Cannabis law reform organization

Cannabis Sans Frontières (Cannabis Without Borders) is a Paris-based organization advocating for cannabis and drug policy reform. Founded in 2005 by Farid Ghehiouèche and Michel Sitbon, the organization aims to destigmatize cannabis usage and influence legislative change both in France and Europe. Known for its multifaceted approach to advocacy, Cannabis Sans Frontières combines political engagement, public education, and cultural impact to push for more progressive drug policies. With a focus on human rights and harm reduction, the organization has gained visibility through its various campaigns, participation in elections, and frequent media appearances.

== Creation ==
Founded in 2005 by Farid Ghehiouèche and Michel Sitbon, Cannabis Sans Frontières has its headquarters at 38, rue Keller in the 11th arrondissement of Paris. Farid Ghehiouèche, the principal founder, has been an outspoken advocate for legal drug regulation, grounded in human rights, risk prevention, and harm reduction from narcotic substances. Michel Sitbon, an influential writer and activist, has contributed to various social causes, from freedom of expression to gender equality and the defense of migrants. The organization is a member of the pan-European network ENCOD and is affiliated in France with NORML France.

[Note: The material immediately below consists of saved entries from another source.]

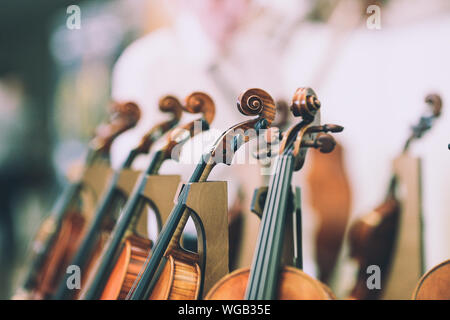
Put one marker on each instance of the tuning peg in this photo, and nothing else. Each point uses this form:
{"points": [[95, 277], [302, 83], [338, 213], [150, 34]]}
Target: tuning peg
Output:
{"points": [[325, 128], [435, 102], [325, 143]]}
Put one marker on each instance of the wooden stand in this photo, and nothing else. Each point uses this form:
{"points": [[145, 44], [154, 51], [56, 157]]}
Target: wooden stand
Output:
{"points": [[209, 211], [407, 260]]}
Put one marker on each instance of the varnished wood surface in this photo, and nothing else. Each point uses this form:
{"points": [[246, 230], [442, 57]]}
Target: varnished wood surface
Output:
{"points": [[435, 284], [330, 197], [59, 256], [127, 267], [294, 284], [180, 278]]}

== Actions and mobilisations ==
The organization has been active in various areas since its inception. It has organized the Global Marijuana March in France since 2009. Moreover, they run support campaigns for prisoners of drug repression policies globally, including individuals like Michaël Blanc, Dana Beal, and Bernard Rappaz. They are also supportive of Cannabis Social Clubs in France, even publishing reports to bolster their cause. Recent news highlights their stance against extreme right-wing drug policies and involvement in cases related to money laundering in law enforcement.

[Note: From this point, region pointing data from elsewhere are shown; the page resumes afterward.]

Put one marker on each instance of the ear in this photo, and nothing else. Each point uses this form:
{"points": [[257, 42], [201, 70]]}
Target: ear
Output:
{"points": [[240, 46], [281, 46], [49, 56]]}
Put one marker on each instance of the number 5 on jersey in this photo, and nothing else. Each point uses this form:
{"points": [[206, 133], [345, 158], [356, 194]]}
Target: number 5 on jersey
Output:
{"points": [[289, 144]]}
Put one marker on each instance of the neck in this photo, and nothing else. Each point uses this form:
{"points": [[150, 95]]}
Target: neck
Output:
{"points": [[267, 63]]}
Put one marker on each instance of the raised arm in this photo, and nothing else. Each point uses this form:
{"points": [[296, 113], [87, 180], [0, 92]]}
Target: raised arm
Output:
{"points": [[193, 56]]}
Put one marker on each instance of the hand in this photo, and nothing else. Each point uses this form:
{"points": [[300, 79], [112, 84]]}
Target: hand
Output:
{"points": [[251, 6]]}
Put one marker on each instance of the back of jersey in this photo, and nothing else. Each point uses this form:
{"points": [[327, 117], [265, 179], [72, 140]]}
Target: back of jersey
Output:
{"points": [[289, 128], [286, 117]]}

== Political engagement ==
Their political footprint is not to be ignored. In 2009, they contested in the European elections, securing 0.14% of the votes. Farid Ghehiouèche attempted to run in the 2012 presidential elections but failed to secure the required 500 signatures. During this campaign, Ghehiouèche was arrested for contempt in Évry while reading an address to François Hollande and Manuel Valls. For this, he was sentenced to a suspended fine of 400 euros and 50 euros in damages to each of the three plaintiffs from the civil party—the insulted police officers. For the 2014 European elections, they presented a list titled "Cannabis sans frontières – Stop prohibition," led by Farid Ghehiouèche, in the Île-de-France – French from abroad constituency. This list obtained 0.23% of the votes cast. They are also active in parliamentary discussions related to cannabis legislation, notably through Senate and National Assembly hearings. Michel Sitbon, as the honorary president, has been a key figure in promoting their political agendas.

== Reception and cultural influence ==
The organization's cultural sway is significant. They are part of the Global Marijuana March, an annual international event since 1999, happening in over 700 cities and 65 countries. In France, activists gather yearly for the "Appel du 18 joint," a tradition since 1993. In the U.S., they've engaged in the "420 cannabis holiday," established to put pressure on Congress for marijuana legalization. Their influence is felt in the health sector as well, critiquing the inadequacy of drug prevention policies in France.